Menurut Director of Android Security, Adrian Ludwig, ada kesalahan persepsi yang menyebar di masyarakat luas, yang semata-mata merujuk pada banyaknya malware bermunculan di sistem operasi Android.
Padahal, ia mengklaim Android telah ditingkatkan keamanannya secara signifikan dari masa ke masa.
“Dari kriptografi dan sandboxing yang kami tingkatkan, eksploitasi OS Android semakin sulit,” kata dia, sebagaimana dilaporkan DigitalTrends dan dihimpun KompasTekno, Senin (8/5/2017).
Sederhananya, Ludwig mengatakan bahwa ponsel Android yang sering di-update dijamin aman. Masalahnya, otoritas untuk pembaruan sistem operasi itu ada di tangan vendor.
Makin lawas, makin bahaya
Menurut tim Android, setengah dari total penggunanya tak menerima update Android selama satu tahun. Hal ini berisiko, sebab tiap pembaruan memberikan amunisi baru pada ponsel agar tak gampang dieksploitasi.

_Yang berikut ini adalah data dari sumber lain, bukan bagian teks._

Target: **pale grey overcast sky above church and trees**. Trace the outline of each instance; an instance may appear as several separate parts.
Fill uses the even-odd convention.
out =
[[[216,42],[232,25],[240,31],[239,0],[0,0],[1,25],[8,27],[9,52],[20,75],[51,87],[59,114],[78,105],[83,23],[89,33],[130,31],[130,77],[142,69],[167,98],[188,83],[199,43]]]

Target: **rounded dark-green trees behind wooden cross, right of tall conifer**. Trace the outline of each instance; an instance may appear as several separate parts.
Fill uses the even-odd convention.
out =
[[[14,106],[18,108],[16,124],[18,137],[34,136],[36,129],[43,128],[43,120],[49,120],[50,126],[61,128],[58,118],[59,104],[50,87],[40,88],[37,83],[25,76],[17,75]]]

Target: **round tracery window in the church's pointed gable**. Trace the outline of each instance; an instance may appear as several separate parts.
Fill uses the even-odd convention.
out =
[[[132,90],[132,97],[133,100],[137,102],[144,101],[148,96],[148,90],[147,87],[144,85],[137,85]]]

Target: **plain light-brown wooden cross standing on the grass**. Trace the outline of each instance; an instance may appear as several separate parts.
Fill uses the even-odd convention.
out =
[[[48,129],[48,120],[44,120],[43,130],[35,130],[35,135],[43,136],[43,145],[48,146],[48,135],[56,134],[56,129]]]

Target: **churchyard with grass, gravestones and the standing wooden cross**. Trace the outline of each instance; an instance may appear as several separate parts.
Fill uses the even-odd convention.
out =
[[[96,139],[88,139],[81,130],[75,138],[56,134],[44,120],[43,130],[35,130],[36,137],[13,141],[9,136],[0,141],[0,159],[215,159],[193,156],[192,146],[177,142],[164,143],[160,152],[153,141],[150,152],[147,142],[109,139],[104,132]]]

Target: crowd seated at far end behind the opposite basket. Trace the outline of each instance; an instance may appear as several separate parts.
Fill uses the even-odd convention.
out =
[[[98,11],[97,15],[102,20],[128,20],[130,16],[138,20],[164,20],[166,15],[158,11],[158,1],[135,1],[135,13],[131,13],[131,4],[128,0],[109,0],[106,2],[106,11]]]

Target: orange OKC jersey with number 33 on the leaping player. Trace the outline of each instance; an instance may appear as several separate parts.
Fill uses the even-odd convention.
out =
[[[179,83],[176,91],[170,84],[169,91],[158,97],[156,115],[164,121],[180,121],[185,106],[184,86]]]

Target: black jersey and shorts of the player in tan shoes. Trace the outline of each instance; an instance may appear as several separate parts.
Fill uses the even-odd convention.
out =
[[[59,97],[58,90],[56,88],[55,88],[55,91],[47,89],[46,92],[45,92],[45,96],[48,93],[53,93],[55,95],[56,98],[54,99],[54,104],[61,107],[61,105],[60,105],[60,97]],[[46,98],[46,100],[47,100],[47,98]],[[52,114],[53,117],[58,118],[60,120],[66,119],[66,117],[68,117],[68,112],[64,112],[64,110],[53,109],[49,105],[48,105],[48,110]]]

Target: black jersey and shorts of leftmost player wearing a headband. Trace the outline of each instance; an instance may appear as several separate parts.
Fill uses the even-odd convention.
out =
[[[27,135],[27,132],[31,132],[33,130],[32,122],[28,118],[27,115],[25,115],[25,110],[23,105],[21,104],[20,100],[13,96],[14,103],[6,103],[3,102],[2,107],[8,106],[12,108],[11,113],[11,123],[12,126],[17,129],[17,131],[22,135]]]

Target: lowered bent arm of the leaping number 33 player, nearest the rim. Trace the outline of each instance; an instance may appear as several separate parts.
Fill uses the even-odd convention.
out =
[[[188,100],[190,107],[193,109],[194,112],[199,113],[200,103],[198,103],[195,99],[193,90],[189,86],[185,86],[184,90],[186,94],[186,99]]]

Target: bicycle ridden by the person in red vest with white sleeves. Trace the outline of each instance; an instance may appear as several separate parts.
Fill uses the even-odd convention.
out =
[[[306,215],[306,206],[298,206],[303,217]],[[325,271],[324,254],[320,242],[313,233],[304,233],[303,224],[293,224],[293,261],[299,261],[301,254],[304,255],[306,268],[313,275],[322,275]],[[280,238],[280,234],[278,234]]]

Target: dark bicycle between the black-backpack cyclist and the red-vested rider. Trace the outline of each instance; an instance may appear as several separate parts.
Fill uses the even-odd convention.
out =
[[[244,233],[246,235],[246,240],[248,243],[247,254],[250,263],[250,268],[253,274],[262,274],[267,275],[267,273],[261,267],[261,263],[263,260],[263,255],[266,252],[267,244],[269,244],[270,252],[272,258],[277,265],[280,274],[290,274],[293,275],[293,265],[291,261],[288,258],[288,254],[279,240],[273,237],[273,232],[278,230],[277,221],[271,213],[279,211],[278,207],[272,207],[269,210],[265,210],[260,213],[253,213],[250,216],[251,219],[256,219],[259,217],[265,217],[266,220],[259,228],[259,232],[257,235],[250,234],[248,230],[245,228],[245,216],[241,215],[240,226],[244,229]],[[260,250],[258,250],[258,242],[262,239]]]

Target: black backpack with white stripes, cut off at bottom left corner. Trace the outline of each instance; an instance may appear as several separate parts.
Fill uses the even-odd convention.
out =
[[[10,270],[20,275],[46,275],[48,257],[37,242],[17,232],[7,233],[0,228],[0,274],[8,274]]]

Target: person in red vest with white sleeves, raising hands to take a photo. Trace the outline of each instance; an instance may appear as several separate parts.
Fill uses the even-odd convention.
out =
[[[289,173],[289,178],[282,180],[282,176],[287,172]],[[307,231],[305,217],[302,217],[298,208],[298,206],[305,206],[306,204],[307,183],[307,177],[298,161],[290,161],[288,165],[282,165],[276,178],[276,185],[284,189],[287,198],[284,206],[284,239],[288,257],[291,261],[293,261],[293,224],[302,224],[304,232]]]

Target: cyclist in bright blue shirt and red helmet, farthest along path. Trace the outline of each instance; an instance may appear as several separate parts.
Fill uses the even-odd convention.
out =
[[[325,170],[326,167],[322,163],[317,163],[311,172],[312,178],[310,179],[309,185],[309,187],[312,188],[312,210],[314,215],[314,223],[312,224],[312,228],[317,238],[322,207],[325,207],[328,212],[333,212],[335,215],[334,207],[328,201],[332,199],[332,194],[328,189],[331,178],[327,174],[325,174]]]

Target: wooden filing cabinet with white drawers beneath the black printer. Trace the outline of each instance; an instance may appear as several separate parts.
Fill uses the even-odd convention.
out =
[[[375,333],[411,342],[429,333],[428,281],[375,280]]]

“Terkhusus untuk Android versi lama, ada banyak celah yang muncul. Kebanyakan vendor tak menyuplai update untuk perangkat mereka. Saat ini lebih dari 800 celah yang dikenali,” kata CEO AV-Test, Maik Morgenstern. AV-Test adalah organisasi yang memberikan peringkat untuk antivirus.
Jumlah itu tak bisa dibilang besar. Sementara itu, versi yang lebih lawas yakni Marshmallow 6.0 digunakan 31,2 persen. Sebanyak 31 persen masih betah dengan versi Lollipop 5.0 dan 5.1. Sisanya menggunakan Android KitKat 4.4 hingga yang lebih lawas.
“84 persen ponsel Android tak diperbarui. Artinya, hampir semua perangkat Android berisiko,” kata Vice President dari divisi Platform Research and Exploitation di Zimperium, Joshua J. Drake.
Zimperium merupakan perusahaan keamanan mobile. Drake sendiri menemukan celah bernama “Stagefright” di Android pada 2015 lalu. Celah itu memberikan akses pada peretas untuk mengontrol perangkat Android dari kode berbahaya pada file audio dan video.